Yes, it really does sound ridiculously complicated when I spell it all out like that. Nevertheless! Good cause, good clothes (American Apparel, Brunetto printing, original art, very comfortable), and maybe it’ll change a few minds about the Differently Animated.

Review of Marvel Zombies 5 #1-2

Posted By on May 15, 2010

Aha, Fred Van Lente, we meet again. Have at you, sir!

So, Marvel Zombies 5 has kicked off in a much more low-key fashion than the big Marvel Zombies alternate-universe-extravanganza ‘Marvel Zombies Return’. So low-key I entirely missed the first issue coming out. Oopsie! Bad activist, bad!

Ahem. Ok. MZ-5 picks up as a sequel of sorts to MZ 3, rather than MZ 4; it concerns Machine Man and a universe-hopping quest to find and isolate all the varieties of the ‘plague’ that causes Zombies to rise from the grave which, Marvel seems certain, is dramatically worse than rotting in the ground quietly.

Typical. The dead should be quiet and accept their tiny allocation of space. Instead of forty acres and a mule, dead people get what, 20 square feet and a pine box? Outrageous!

Anyway, Machine Man’s girlfriend Jocasta left him for her first husband, and MM has taken to drinking himself silly on stolen beer as a response. Unfortunately for Zombies (but fortunately for Marvel’s sales department), the alternate-universe monitoring secret agency A.R.M.O.R. has this new mission for him, and sends Howard the Duck, of all people/things, to supervise the alcoholic android.

Yeah. Ok.

In the first issue the two Zombie hunters travel to a ‘Frontier’ dimension, in other words, a Western Comic. A green-glowing meteor from space has fallen to Earth, and the radiation it emits will cause anyone who has died and not completely decomposed to rise as a ‘Romero’ type Zombie (Marvel’s terminology).

mz5_1

Far be it from me to quibble, but in Romero movies, so far as I can tell, only the *recently* dead rise, whereas people very long dead indeed, in an era before modern embalming or preservatives in your food, crawl out of the grave looking remarkably spry in this comic.

At any rate, this town was unfortunately a bit of a tourist trap whose main attraction was dead gunslingers, so this means: Gunslinger Zombies. The only person who can stop these pistol-packing flesh-munchers is a gunslinger with mystic speed powers and a sassy daughter.

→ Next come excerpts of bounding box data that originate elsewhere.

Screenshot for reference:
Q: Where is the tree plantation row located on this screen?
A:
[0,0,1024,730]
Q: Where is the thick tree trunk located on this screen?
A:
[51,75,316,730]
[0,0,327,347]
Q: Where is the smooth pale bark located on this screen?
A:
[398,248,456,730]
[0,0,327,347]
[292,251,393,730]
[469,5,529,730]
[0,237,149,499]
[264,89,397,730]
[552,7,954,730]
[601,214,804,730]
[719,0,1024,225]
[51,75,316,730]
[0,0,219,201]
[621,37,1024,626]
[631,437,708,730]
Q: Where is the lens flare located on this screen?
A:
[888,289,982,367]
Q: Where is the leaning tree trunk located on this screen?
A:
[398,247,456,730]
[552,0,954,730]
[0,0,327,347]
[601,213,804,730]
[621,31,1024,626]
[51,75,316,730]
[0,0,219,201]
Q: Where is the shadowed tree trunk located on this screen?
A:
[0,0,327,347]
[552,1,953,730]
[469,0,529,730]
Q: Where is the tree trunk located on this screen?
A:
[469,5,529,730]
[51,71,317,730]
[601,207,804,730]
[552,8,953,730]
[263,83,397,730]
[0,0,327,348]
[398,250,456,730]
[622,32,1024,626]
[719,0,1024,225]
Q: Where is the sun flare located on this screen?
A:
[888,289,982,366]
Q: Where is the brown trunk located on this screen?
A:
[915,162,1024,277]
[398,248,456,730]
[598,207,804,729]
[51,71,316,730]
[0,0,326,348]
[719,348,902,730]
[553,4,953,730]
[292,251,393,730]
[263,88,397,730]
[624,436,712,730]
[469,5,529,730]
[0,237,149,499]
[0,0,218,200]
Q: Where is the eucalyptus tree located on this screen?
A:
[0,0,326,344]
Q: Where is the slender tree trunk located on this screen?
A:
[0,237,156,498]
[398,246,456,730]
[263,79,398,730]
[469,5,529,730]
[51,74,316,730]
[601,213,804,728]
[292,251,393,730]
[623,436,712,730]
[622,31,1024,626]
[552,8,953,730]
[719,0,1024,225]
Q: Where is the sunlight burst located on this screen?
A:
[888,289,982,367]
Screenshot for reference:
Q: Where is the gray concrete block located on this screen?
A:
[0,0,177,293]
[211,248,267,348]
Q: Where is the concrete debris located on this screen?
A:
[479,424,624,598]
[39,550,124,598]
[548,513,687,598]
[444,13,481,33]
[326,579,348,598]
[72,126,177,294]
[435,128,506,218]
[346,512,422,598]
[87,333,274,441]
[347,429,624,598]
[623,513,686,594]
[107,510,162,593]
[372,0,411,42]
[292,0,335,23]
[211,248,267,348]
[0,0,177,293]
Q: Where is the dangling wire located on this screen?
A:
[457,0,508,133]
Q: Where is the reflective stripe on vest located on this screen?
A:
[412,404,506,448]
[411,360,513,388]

Can they save Wild West Earth?

In Issue #2, said sassy girl, now with her own speedy superpowers, has joined the team and they travel to a post-apocalyptic world conquered by the Martians from HG Wells. Zombies barely make an appearance in this comic, as it mostly concerns a world operating in your high-fantasy/quasi-sci-fi far-future-alien-struggle mode. Think, obviously, War of the Worlds, crossed with a bit of The Book of the New Sun. Primitive tribes of humanity fighting against strange outsiders who use technology so advanced it might as well be magic. (for those of you into grim children’s literature, it also resembles the Tripods series of books for kids, only with a fair amount of gooey gore)

mz5_2

Overall, MZ 5 seems to be striving for a laid-back, low-drama form of Zombie Bashing. Lots of light-hearted humor, a talking duck with a penchant for huge guns and a severely inebriated, borderline suicidal robot leaven the gore, which has also been toned down from earlier MZ series. MZ 5 is the slow pleasure cruise of alternate universe Zombie Hatred, in no particular hurry to get where it’s going, just enjoying the trip and its smug Lifeist superiorities.